Há mais de quatro meses que o mundo assiste a uma guerra em directo. Mais uma. As razões apresentadas por quem está em guerra são milenares e repetem-se sistematicamente: garantir a segurança dos cidadãos e proteger fronteiras. E também nesta guerra que já começamos todos a ficar cansados de seguir diariamente nas TV’s as justificações não variam. A Rússia que a começou invadindo um país vizinho, a Ucrânia, argumenta com a necessidade de se defender preventivamente perante a expansão da NATO e ainda com o que diz ser a ameaça neo-nazi do poder político ucraniano. Já do lado ucraniano a guerra justifica-se da forma mais simples e imediata: defender o povo perante uma invasão externa e tentar manter as fronteiras internacionalmente definidas.

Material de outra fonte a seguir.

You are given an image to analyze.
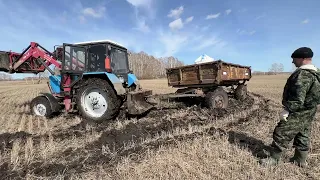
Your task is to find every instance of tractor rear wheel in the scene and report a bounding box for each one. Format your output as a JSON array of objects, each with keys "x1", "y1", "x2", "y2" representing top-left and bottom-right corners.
[
  {"x1": 205, "y1": 87, "x2": 229, "y2": 109},
  {"x1": 76, "y1": 78, "x2": 120, "y2": 122},
  {"x1": 30, "y1": 96, "x2": 53, "y2": 117}
]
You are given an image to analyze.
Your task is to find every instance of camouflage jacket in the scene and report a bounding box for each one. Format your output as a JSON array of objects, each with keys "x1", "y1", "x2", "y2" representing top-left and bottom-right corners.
[{"x1": 282, "y1": 65, "x2": 320, "y2": 113}]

Nos últimos 77 anos a Europa viveu um raro período de paz apenas com umas excepções pontuais que, curiosamente, tiveram a ver com a ex-União Soviética e a forma de poder que espalhou pelos países satélites do Pacto de Varsóvia: as invasões russas da Hungria em 1956 e da Checoslováquia em 1968 e ainda a guerra dos Balcãs que se seguiu ao desmoronamento da União Soviética.

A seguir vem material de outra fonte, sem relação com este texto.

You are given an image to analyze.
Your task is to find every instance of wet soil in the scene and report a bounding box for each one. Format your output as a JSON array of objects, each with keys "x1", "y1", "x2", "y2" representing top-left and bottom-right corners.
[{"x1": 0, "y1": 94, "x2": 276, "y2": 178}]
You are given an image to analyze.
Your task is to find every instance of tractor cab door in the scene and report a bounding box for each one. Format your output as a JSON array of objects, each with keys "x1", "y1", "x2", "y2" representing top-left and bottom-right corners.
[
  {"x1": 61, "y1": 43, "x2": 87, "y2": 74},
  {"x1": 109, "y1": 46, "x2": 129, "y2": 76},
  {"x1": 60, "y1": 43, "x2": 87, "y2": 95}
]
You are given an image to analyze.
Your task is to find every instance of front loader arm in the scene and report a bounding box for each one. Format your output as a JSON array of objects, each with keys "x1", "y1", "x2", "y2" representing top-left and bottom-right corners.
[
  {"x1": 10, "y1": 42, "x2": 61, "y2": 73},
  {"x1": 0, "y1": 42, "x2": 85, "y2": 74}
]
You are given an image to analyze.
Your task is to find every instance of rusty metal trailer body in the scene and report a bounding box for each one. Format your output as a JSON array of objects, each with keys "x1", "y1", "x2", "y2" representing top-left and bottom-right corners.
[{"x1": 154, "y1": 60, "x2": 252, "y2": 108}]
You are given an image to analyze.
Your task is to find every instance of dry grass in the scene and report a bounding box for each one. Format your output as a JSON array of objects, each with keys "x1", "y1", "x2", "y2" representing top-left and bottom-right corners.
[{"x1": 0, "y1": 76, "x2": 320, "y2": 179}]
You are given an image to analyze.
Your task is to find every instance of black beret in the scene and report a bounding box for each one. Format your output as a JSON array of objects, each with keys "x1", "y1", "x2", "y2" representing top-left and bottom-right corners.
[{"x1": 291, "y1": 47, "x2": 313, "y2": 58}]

Mas a História da Europa não é uma história de paz. Da Grécia antiga lembramos a cultura e talvez a primeira aproximação da Democracia, mas não podemos esquecer as guerras entre as cidades-estado gregas. Tal como o Império Romano levou a cultura e a organização a quase toda a Europa à custa das guerras levadas a cabo pelas legiões romanas, de que a nossa Península Ibérica também não escapou. Tal como as Guerras Púnicas não se desenvolveram apenas no Norte de África onde se localizava Cartago, mas também tiveram por palco zonas europeias junto ao Mediterrânio. O fim do Império Romano ditado pelas chamadas Invasões Bárbaras foi acompanhado por novas guerras em toda a Europa.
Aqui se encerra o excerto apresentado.